Post # 1
I should preface this by saying that I’m on my period so I’m super emotional! I always have nightmares, cry, become irritable whenever its that time of the month. I only have my period once every three months (thanks to the pill) because I feel so histrionic! And because of my hormones right now everything is hitting me harder than usual. Right now I’m freaking out about life. My Fiance were both actors (we met while getting our masters in grad school) and I’ve since realized that I love teaching college level as much as I love performing. I also hate the industry in LA and think it’s more trouble than its worth for me personally. My Fiance teaches as well but is becoming pretty successful in his acting career, which is great! He is up and coming, booking consistently, and AMAZINGLY talented. But I still get really scared. I am terrified to raise children in Los Angeles. I want to be close to my mom, who is in San Diego, where I eventually want to move. I feel like the mentality is different in Los Angeles and I don’t like it. Fiance is open to eventually moving, but I feel like I will never see him because he’ll be in LA most of the time. He’s on set for 12 hours a day as it is! I also get freaked out that he’s going to meet some gorgeous, sexy, talented co-star that he develops a crush on. He’s not the cheating kind at all but I know we’re all human and will be attracted to other people. He’s never given me ANY reason to doubt him, I’m just crazy hormonal right now and am stressing about everything! I’m also worried about money. What if he doesn’t make it? What if I can’t move up in the academic world? What if we can’t afford to buy a house…ever? What if we struggle for the rest of our lives!? I’m not good at that! There are so many things I want to do and I’m scared we will never be able to do them. Thanks for listening bees.

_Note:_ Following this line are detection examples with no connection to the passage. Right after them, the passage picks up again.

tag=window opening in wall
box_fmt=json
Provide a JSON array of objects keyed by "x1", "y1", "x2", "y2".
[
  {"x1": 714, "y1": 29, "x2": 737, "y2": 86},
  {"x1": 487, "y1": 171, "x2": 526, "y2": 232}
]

I don’t know if I feel better for venting or stupid for feeling this way!
Post # 3
I can totally sympathize with being a crying and sliglghty paranoid mess when Im on my period, and definately the week before!
You will have to really sit down with Fiance and make sure its understood what both your goals are in life and what is most important to you!
Take things one day at a time and follow you heart!
Post # 4
@Eva Peron: Thanks! I’ve definitely vocalized my concerns to my Fiance. I alway let him know what’s going on with me emotionally and vice versa. Its just the uncertaintly of it all that gets to me, which everyone has, it just gets to me a lot this time of month!
Post # 5
Oh, I can TOTALLY relate to the hormones…. It’s like clockwork really. But you know what, you can recognize that you may be a little irrantional because it’s the hormones talking! Not that your feelings aren’t valid, because they ARE. This is a scary time in our lives when we’re finding our ways, and trying to make it in this world. There’s no use in torturing yourself with all of the what ifs though! Honestly… just go for a run, take a long hot shower, read a good book, destress a little. Worrying now will do nothing but take a toll on your health. You are marrying the love of your life (in a killer dress, mind you) and you guys will decide what’s best for you both when you get to that point. It’ll all work out… now- go pinterest or watch Jimmy Kimmel for a laugh because it sounds like you need it 🙂 Everything will look better in the morning. AND PS- you both sound extremely talented and like you have DIRECTION and that is AWESOME. You’re pursuing some great things… and you’ll get where you need to be eventually.
Post # 6
@MissTaken: Oh man, I seriously adore you! You just made me feel so much better! Thank you. I was tearing up reading your response (yes, I’m THAT emotional right now!) because it was so sweet. My Fiance just got home from filming and he’s going to read Harry Potter to me! That always destresses me! Thank you!!